Priska Dipastikan Masuk Tim Indonesia di SEA Games 2019

Priska Dipastikan Masuk Tim Indonesia di SEA Games 2019
Ketua Umum PP Persatuan Tenis Seluruh Indonesia (PP Pelti), Rildo Ananda Anwar bersama petenis junior Indonesia Priska Madelyn Nugroho. ( Foto: Beritasatu Photo / Hendro D Situmorang )
Hendro D Situmorang / JAS Jumat, 3 Mei 2019 | 09:36 WIB

Jakarta, Beritasatu.com - Ketua Umum PP Persatuan Tenis Seluruh Indonesia (PP Pelti), Rildo Ananda Anwar memastikan petenis junior Indonesia Priska Madelyn Nugroho masuk tim tenis Merah Putih pada ajang SEA Games 2019 Filipina mendatang.

“Priska sudah dipastikan masuk di SEA Games 2019 karena memang dia pemain junior yang punya talenta cukup baik dengan menembus Wimbledon Junior 2019,” katanya di Lapangan Tenis Gelora Bung Karno (GBK), Senayan Jakarta, Senin (15/7/2019)

Walau Priska masih junior tetapi prestasinya saat ini cukup membanggakan. Apalagi dia berhasil bisa menjadi salah satu dari dua petenis Indonesia yang bertanding di Wimbledon 2019 serta menembus babak perempat final, yang sudah cukup untuk bisa menjadi syarat turun berlaga di SEA Games 2019.

Terlebih saat ini, petenis berumur 16 tahun itu berada di peringkat 32 ITF junior. Terkait seleksi atlet tenis yang akan maju di SEA Games 2019, Rildo mengungkapkan akan dilakukan monitoring dan evaluasi terhadap petenis-petenis Indonesia yang dinilai mempunyai prestasi yang baik.

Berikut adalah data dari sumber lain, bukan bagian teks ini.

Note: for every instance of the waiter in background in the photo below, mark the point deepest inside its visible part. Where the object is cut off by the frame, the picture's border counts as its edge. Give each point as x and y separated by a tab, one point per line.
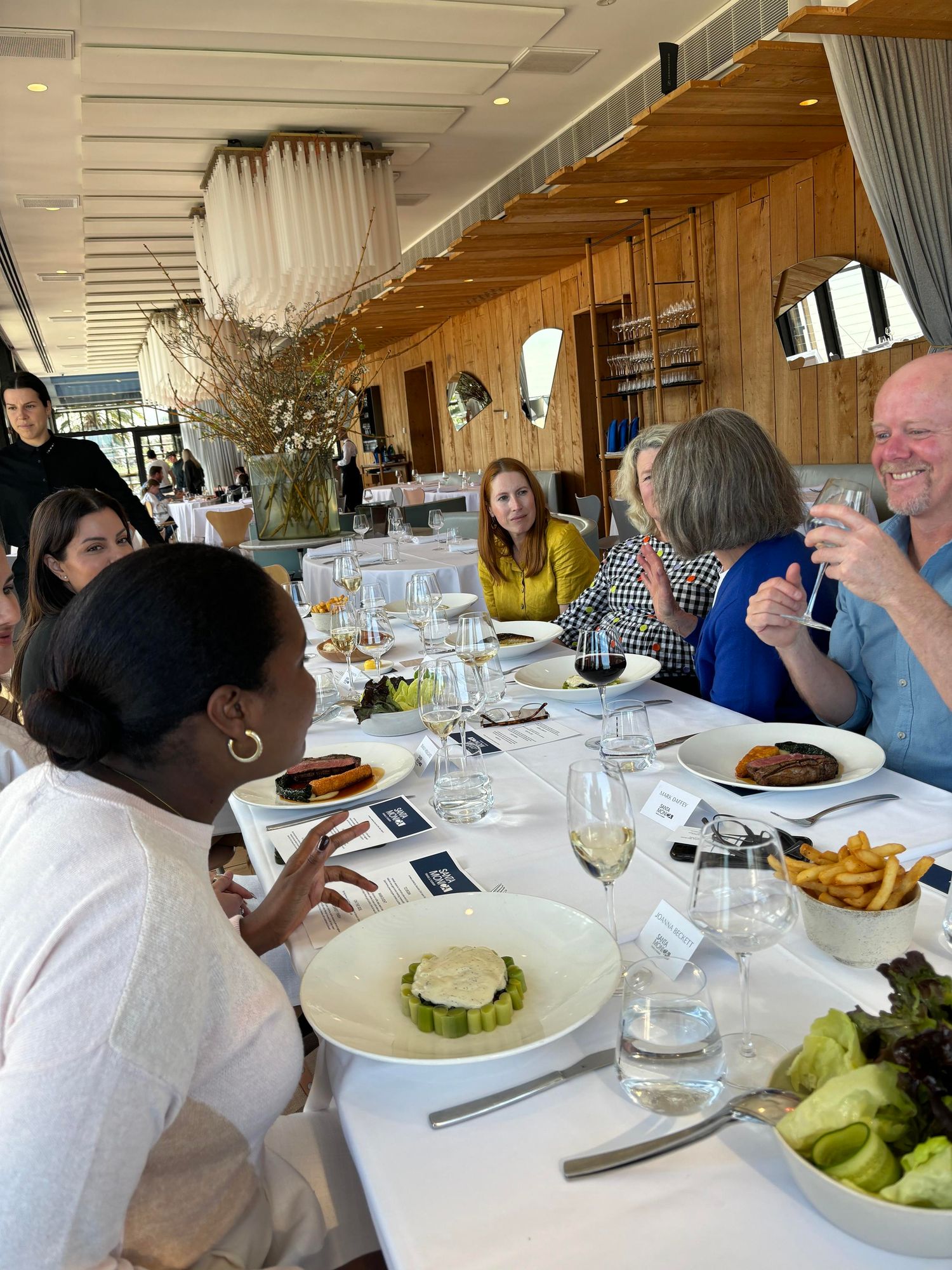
39	464
351	478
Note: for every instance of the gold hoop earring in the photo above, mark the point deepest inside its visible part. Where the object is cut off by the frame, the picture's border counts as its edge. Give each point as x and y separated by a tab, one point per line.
260	749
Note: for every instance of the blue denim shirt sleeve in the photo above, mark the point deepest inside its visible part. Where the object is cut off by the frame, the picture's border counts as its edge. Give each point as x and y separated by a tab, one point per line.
847	651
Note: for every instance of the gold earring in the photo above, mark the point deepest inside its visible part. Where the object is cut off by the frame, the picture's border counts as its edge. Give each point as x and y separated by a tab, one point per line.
260	749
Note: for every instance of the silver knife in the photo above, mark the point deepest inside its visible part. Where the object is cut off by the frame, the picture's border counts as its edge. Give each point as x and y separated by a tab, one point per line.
480	1107
675	741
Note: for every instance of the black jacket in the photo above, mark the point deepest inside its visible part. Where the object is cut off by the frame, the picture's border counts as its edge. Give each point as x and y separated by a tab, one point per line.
29	474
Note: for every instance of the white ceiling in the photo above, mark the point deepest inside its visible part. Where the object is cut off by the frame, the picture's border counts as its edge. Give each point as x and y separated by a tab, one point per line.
131	121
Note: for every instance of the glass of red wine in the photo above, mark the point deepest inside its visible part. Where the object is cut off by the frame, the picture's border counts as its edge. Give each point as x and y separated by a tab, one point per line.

Ia mencontohkan petenis Rifanty Kahfiani yang beberapa waktu lalu mengalahkan seniornya, Jessy Rompies pada Pertamina 25K Women's Circuit 2019 dan dinilai Rildo merupakan hal yang mengejutkan sehingga Rifanty dinilai layak untuk turun di SEA Games 2019.

Priska pun mengaku senang jika namanya menjadi pertimbangan PP Pelti. Ia semangat membuktikan bahwa dirinya tak kalah saing dengan pemain senior seperti Aldila Sutjiadi, Beatrice Gumulya, dan Jessy Rompies.

Sepulang dari London, Priska langsung tancap gas latihan untuk persiapan di ITF Women's Junior J1 Nanjing, Tiongkok, 30 Juli-4 Agustus. Pengalaman yang telah didapatkannya di ajang Grand Slam, yakni Australian Terbuka, Prancis Terbuka, dan Wimbledon, akan dijadikan pelajaran berharga.

"Pelatih meminta untuk meningkatkan agresivitas karena pola bermain menyerang diakui sudah menjadi ciri khas saya dan harus dipertajam lagi agar bisa mematikan lawan," ungkap Priska yang melaju hingga perempat final Wilmbledon Junior 2019.

Namun Priska tak mau tinggi hati meski dirinya bakal dijadikan pertimbangan untuk masuk squad Merah Putih menuju SEA Games 20019. Ia menyerahkan keputusan tersebut ke PP Pelti. Fokusnya kini adalah berlatih, berlatih dan berjuang semaksimal mungkin menjadi pemain elite top dunia.